The Thirty-Nine Articles express this with striking clarity. Article VI declares that Holy Scripture contains all things necessary to salvation and that nothing may be required of believers that cannot be proven from it. Article XX adds that although the Church has authority in matters of order and governance, it is not lawful for the Church to ordain anything contrary to God’s written Word.

The Reformers therefore used Romans 14 to protect the Church from quarrels about ceremonies, not to weaken the authority of Scripture.

Across fifteen centuries of Christian teaching, the same pattern appears again and again. Romans 14 and 15 are read as guidance for handling disputable matters, while the moral vision of Scripture itself remains unchanged.

This is why the present debates in many churches are not really arguments about Romans 15. They are arguments about something deeper: whether the Church stands under the authority of Scripture, or whether Scripture may be reshaped according to the spirit of the age.

Yet in discussing such matters we must guard our own hearts carefully.

It is all too easy for those who defend biblical teaching to fall into a spirit of self-righteousness. Scripture leaves no room for that. Every Christian, however faithful, remains a sinner redeemed only by grace. We stand where we stand because Christ has been merciful to us.

Yet there is another danger that must also be recognised.

In recent years, whenever Christians express concern that the Church may be drifting from the moral vision of Scripture, the response is often immediate: “You are being self-righteous.” That warning should never be dismissed lightly. Every believer must guard against pride, for we all stand before God only because of His mercy in Christ.

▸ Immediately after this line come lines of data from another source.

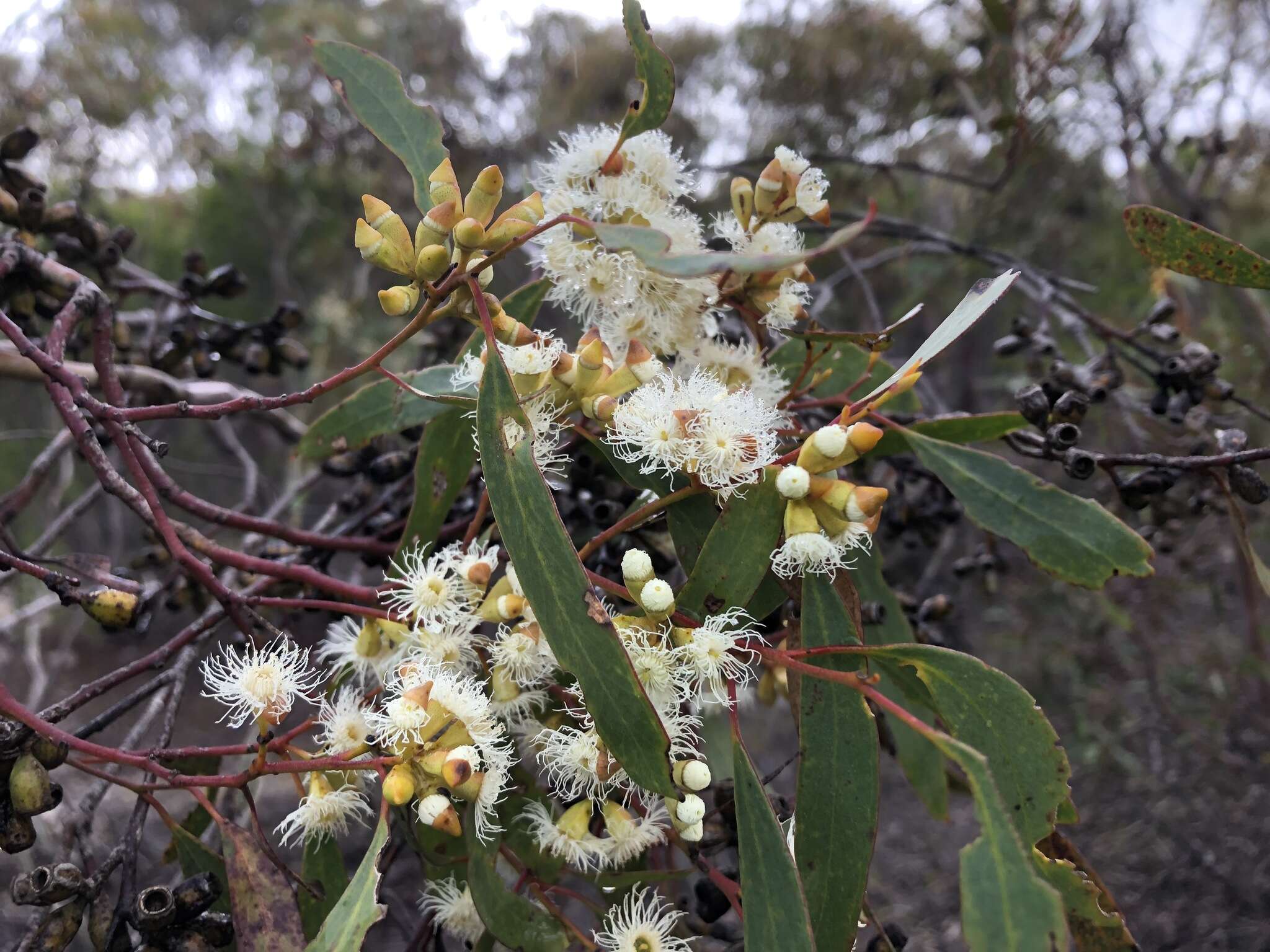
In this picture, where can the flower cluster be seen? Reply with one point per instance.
(643, 183)
(695, 426)
(827, 517)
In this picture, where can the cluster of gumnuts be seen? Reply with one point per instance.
(29, 790)
(178, 919)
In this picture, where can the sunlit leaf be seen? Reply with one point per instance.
(1171, 242)
(510, 918)
(572, 616)
(375, 410)
(773, 901)
(375, 94)
(1072, 539)
(652, 248)
(990, 711)
(358, 907)
(654, 70)
(837, 776)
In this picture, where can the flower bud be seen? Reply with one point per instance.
(469, 234)
(112, 609)
(484, 196)
(443, 184)
(399, 786)
(401, 300)
(30, 788)
(436, 811)
(793, 482)
(432, 262)
(742, 201)
(691, 775)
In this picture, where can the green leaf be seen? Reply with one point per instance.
(1075, 540)
(375, 94)
(195, 857)
(374, 410)
(776, 912)
(1005, 904)
(358, 907)
(1171, 242)
(968, 428)
(837, 776)
(990, 711)
(510, 918)
(1093, 928)
(446, 456)
(918, 758)
(575, 622)
(982, 296)
(266, 918)
(654, 70)
(652, 247)
(846, 364)
(323, 865)
(737, 553)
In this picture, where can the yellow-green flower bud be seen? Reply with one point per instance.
(401, 300)
(433, 262)
(484, 196)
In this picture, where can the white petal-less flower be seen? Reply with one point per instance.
(430, 591)
(713, 651)
(453, 909)
(345, 721)
(785, 309)
(324, 813)
(629, 835)
(808, 553)
(584, 853)
(260, 682)
(404, 720)
(343, 649)
(642, 923)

But the possibility of pride does not remove the responsibility to recognise when the Church begins to move away from what God has plainly revealed.

Humility does not mean uncertainty about the teaching of Scripture. Nor does love require us to pretend that moral boundaries are unclear when the Word of God has spoken with remarkable consistency. The same apostle who urges patience with one another also reminds us that “whatever was written before was written for our instruction.” The Scriptures remain the teacher of the Church.

For that reason the Christian calling is not to soften the Word of God, but to submit ourselves to it together. Where Scripture leaves room for liberty, believers should exercise charity and restraint. Where Scripture speaks plainly about the moral shape of life, the Church must receive that teaching with reverence, even when it challenges the instincts of the age in which we live.

At times that faithfulness may even be accompanied by a sense of grief, or by a form of righteous anger—not the anger that springs from wounded pride, but the sorrowful zeal that arises when the truth about God and His ways is obscured. Such zeal is not opposed to love; it is born from love—love for God, and love for those who may be led astray when His word is set aside.

The Christian task, therefore, is neither harsh condemnation nor silent accommodation. It is something far more demanding: humility about our own need of grace, patience toward those with whom we disagree, and a steady, reverent loyalty to the Scriptures that were given for our instruction and our hope.

For the Church does not belong to the spirit of the age. It belongs to the Lord who gave His Word, and whose truth remains the sure foundation upon which His people stand.